This peach pie is made with a sweet cream filling and fresh sliced peaches. The peaches are arranged in a partially baked pie crust and then a rich sweetened cream mixture is poured over the peaches. Nectarines may be used for this pie as well.
- Pastry for Crust:
- 1 1/3 cups flour (all-purpose)
- 1 tablespoon sugar (granulated)
- 1/2 (scant) teaspoon salt
- 4 tablespoons chilled butter (or shortening, cut into small pieces)
- 3 to 6 tablespoons ice-cold water
- 4 tablespoons flour
- 1 cup sugar (granulated)
- 1 cup heavy cream
- 1/8 teaspoon salt
- 1/4 teaspoon almond extract
- 1/2 teaspoon nutmeg
- 6 to 8 medium ripe peaches (peeled, pitted, cut into quarters or eighths)
Put the 1 1/3 cups of flour, 1 tablespoon of sugar, and 1/2 teaspoon of salt in the bowl of a food processor and pulse several times to blend thoroughly.
Sprinkle the pieces of butter or shortening over the flour. Pulse about 6 times in one-second bursts. The mixture should resemble coarse crumbs with some visible pieces about the size of small peas.
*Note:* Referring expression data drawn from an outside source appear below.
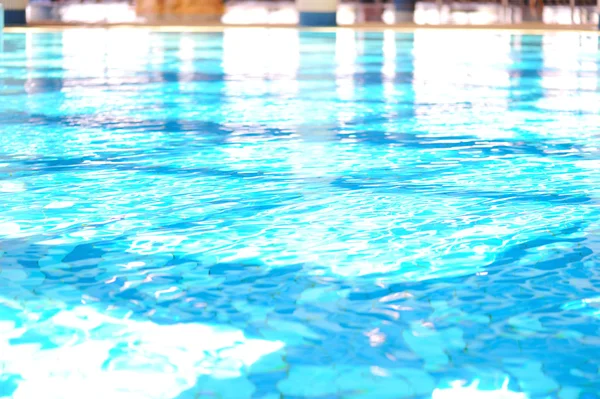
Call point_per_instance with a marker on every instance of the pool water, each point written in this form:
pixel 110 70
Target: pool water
pixel 279 214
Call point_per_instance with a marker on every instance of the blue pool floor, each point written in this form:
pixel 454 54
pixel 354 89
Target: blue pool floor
pixel 264 213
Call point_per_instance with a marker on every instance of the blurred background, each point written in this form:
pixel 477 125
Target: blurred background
pixel 459 12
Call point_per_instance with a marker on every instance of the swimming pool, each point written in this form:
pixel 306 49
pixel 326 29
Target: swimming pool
pixel 275 214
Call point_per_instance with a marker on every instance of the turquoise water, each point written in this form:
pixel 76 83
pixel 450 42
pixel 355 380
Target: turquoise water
pixel 274 214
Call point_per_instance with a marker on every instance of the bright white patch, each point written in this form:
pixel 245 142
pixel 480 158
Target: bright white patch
pixel 9 228
pixel 104 357
pixel 457 390
pixel 11 187
pixel 59 205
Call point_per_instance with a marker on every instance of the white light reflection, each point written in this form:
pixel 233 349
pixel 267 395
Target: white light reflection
pixel 460 71
pixel 346 51
pixel 570 72
pixel 92 355
pixel 458 390
pixel 260 64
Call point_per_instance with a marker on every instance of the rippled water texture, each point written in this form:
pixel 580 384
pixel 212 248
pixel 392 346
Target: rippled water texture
pixel 275 214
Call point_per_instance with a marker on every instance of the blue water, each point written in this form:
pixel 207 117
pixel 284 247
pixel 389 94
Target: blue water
pixel 274 214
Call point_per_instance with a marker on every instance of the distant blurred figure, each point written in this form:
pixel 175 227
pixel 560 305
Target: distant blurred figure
pixel 371 11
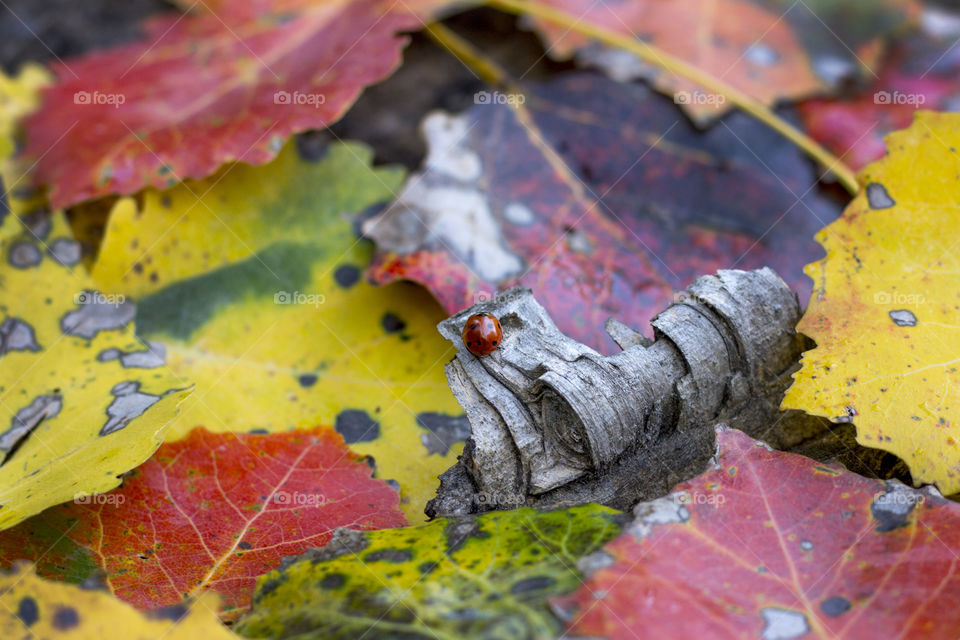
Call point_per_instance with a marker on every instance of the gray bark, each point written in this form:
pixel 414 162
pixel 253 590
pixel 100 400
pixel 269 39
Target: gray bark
pixel 554 423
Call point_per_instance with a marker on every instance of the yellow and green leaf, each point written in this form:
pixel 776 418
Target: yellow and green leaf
pixel 82 400
pixel 252 279
pixel 487 576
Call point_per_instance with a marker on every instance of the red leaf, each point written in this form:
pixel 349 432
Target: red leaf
pixel 206 89
pixel 211 511
pixel 603 199
pixel 922 73
pixel 771 544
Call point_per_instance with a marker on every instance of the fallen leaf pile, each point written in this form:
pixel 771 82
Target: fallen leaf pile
pixel 223 397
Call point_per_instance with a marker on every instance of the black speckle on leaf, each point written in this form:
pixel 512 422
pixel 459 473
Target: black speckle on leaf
pixel 531 584
pixel 835 606
pixel 65 618
pixel 389 555
pixel 356 425
pixel 333 581
pixel 392 323
pixel 346 275
pixel 27 611
pixel 877 196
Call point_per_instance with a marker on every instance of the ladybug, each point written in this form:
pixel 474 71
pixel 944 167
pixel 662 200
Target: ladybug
pixel 482 334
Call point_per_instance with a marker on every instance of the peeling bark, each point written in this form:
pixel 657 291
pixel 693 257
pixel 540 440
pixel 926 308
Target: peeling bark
pixel 554 423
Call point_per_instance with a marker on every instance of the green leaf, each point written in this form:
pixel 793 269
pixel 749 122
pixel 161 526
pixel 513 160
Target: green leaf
pixel 487 576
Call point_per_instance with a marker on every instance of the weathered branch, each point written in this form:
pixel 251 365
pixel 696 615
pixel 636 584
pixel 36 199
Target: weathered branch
pixel 555 423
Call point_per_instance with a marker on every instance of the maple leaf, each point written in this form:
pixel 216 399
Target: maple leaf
pixel 487 576
pixel 227 84
pixel 35 608
pixel 775 545
pixel 75 413
pixel 601 198
pixel 884 309
pixel 768 49
pixel 256 292
pixel 209 512
pixel 920 73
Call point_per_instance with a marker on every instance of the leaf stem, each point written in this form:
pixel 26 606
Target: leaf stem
pixel 655 56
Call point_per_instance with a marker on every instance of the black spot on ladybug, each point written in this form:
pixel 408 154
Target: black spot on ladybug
pixel 346 275
pixel 835 606
pixel 392 323
pixel 312 146
pixel 27 611
pixel 65 618
pixel 355 425
pixel 877 196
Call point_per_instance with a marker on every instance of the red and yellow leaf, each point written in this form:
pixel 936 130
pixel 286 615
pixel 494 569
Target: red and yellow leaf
pixel 205 89
pixel 210 512
pixel 769 49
Sprinkle 4 tablespoons of ice water over the flour mixture and then put the lid back on and pulse about 8 to 10 times.
The dough should clump with squeezed in your hand. If it is still crumbling, sprinkle with more ice water, about 2 teaspoons at a time, and pulse a few more times. Repeat until the dough clumps together when squeezed.
Dump the dough out onto a floured surface and knead a few times. Shape it into a flat disk, wrap in plastic wrap, and refrigerate for 20 to 30 minutes.
Heat the oven to 450 F.
Roll the dough into an 11- to 12-inch circle. Fit the dough into a 9-inch pie plate and flute the edges. Press a sheet of foil or parchment paper over the bottom and up the sides of the crust. Fill with pie weights or dry beans and bake for about 10 minutes, or until it just begins to color.
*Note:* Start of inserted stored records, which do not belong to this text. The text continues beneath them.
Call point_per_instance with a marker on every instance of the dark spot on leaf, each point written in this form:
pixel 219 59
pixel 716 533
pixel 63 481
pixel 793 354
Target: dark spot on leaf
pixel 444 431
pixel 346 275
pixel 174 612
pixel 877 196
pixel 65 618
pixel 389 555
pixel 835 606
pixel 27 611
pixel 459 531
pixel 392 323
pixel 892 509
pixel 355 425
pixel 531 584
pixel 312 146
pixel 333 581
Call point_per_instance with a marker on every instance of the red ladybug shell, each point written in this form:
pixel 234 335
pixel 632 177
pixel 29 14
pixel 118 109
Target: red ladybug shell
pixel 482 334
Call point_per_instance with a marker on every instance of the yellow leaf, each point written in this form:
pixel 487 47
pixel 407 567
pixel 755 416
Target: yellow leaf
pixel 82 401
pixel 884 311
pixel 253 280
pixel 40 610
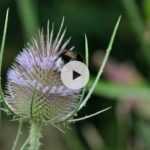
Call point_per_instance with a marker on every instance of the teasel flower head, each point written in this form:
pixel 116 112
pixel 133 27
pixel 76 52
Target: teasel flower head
pixel 34 88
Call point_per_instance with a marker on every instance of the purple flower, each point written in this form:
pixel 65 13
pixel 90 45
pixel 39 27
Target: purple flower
pixel 34 88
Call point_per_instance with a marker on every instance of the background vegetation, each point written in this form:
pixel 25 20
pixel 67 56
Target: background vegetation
pixel 125 83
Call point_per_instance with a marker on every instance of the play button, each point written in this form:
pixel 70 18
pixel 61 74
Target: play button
pixel 75 75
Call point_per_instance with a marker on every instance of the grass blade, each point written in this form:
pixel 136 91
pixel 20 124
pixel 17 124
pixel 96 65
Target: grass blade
pixel 102 66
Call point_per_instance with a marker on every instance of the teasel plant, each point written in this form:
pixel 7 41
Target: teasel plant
pixel 34 90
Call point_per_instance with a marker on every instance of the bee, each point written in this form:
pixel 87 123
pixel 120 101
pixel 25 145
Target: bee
pixel 68 56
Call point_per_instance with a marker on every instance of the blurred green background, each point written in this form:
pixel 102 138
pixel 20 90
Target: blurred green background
pixel 125 82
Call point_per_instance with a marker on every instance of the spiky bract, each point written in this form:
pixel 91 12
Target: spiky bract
pixel 34 89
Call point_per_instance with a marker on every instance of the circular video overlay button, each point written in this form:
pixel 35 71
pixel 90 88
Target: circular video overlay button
pixel 75 75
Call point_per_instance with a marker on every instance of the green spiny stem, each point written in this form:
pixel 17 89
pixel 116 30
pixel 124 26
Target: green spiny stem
pixel 19 132
pixel 35 135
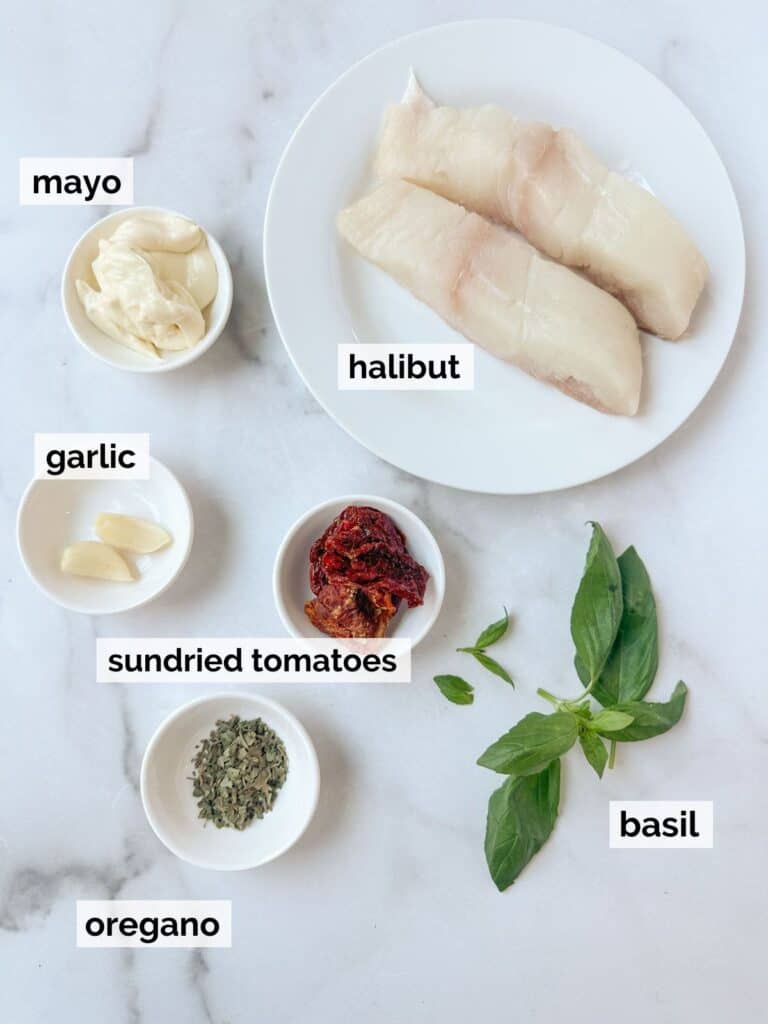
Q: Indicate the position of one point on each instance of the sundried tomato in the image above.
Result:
(359, 570)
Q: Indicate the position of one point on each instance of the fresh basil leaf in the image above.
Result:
(456, 689)
(531, 744)
(492, 634)
(610, 721)
(597, 607)
(521, 816)
(632, 665)
(594, 751)
(650, 719)
(493, 666)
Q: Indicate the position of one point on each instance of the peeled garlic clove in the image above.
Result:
(138, 536)
(99, 561)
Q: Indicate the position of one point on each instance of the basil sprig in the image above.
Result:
(615, 636)
(456, 689)
(491, 635)
(521, 816)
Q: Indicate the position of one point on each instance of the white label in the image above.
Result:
(407, 368)
(167, 924)
(660, 824)
(92, 457)
(76, 180)
(147, 659)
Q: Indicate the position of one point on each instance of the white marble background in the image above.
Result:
(384, 912)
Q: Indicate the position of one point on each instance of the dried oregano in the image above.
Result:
(238, 772)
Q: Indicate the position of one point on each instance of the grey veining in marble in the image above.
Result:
(384, 912)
Remove the pie crust from the oven and remove the pie weights and foil or paper.
In a bowl, combine 4 tablespoons of flour and 1 cup of granulated sugar; blend well. Add cream, 1/8 teaspoon of salt, almond extract, and nutmeg; beat to blend well.
Arrange peach slices in 1 layer in the partially baked crust, so they are resting spoon fashioned, close together. Fill any spaces with more peach slices. Pour the cream filling over the peaches.
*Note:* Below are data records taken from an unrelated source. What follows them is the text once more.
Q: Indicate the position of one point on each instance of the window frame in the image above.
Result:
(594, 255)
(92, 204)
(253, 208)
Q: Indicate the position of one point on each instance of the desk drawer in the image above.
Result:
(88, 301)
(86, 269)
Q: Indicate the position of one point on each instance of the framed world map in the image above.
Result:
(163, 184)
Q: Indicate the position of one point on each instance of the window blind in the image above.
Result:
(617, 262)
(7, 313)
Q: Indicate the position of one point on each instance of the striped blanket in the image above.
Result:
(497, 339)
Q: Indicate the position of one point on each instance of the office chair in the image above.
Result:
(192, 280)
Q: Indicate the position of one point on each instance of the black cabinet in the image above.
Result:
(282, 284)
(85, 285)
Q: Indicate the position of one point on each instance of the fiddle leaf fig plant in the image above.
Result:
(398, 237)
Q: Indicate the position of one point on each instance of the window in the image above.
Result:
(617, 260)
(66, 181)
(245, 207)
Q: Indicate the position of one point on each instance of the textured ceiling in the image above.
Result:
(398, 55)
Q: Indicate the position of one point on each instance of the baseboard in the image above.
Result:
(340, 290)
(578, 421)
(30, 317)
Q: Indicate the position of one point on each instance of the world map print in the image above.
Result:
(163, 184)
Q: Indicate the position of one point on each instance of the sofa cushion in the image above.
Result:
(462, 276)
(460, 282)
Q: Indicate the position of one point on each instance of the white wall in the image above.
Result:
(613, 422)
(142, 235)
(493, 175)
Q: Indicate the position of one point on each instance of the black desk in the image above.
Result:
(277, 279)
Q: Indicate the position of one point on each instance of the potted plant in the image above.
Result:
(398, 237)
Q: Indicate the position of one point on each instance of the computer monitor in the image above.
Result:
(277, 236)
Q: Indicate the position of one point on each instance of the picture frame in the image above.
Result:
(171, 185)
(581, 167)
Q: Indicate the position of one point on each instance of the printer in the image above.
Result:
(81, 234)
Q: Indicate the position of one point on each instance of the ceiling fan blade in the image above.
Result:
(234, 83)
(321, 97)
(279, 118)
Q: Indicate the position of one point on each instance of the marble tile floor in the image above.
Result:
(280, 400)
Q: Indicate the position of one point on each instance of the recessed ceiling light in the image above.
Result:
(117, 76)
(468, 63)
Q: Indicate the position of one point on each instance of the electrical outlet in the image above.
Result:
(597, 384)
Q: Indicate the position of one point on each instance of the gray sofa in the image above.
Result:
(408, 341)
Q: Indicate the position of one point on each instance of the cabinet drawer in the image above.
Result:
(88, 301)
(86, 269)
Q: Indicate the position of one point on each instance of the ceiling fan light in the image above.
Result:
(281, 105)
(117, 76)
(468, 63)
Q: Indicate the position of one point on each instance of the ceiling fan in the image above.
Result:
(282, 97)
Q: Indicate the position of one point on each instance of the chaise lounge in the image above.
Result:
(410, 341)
Return pie to hot oven (450 F) and bake for 10 minutes.
Reduce heat to 350 F and bake for 35 to 45 minutes longer, or until peaches are cooked and filling is just set. As soon as filling is not jiggly, remove it to a rack to cool.
If the crust edge browns before the filling is fully cooked, cover it with a foil ring or pie shield.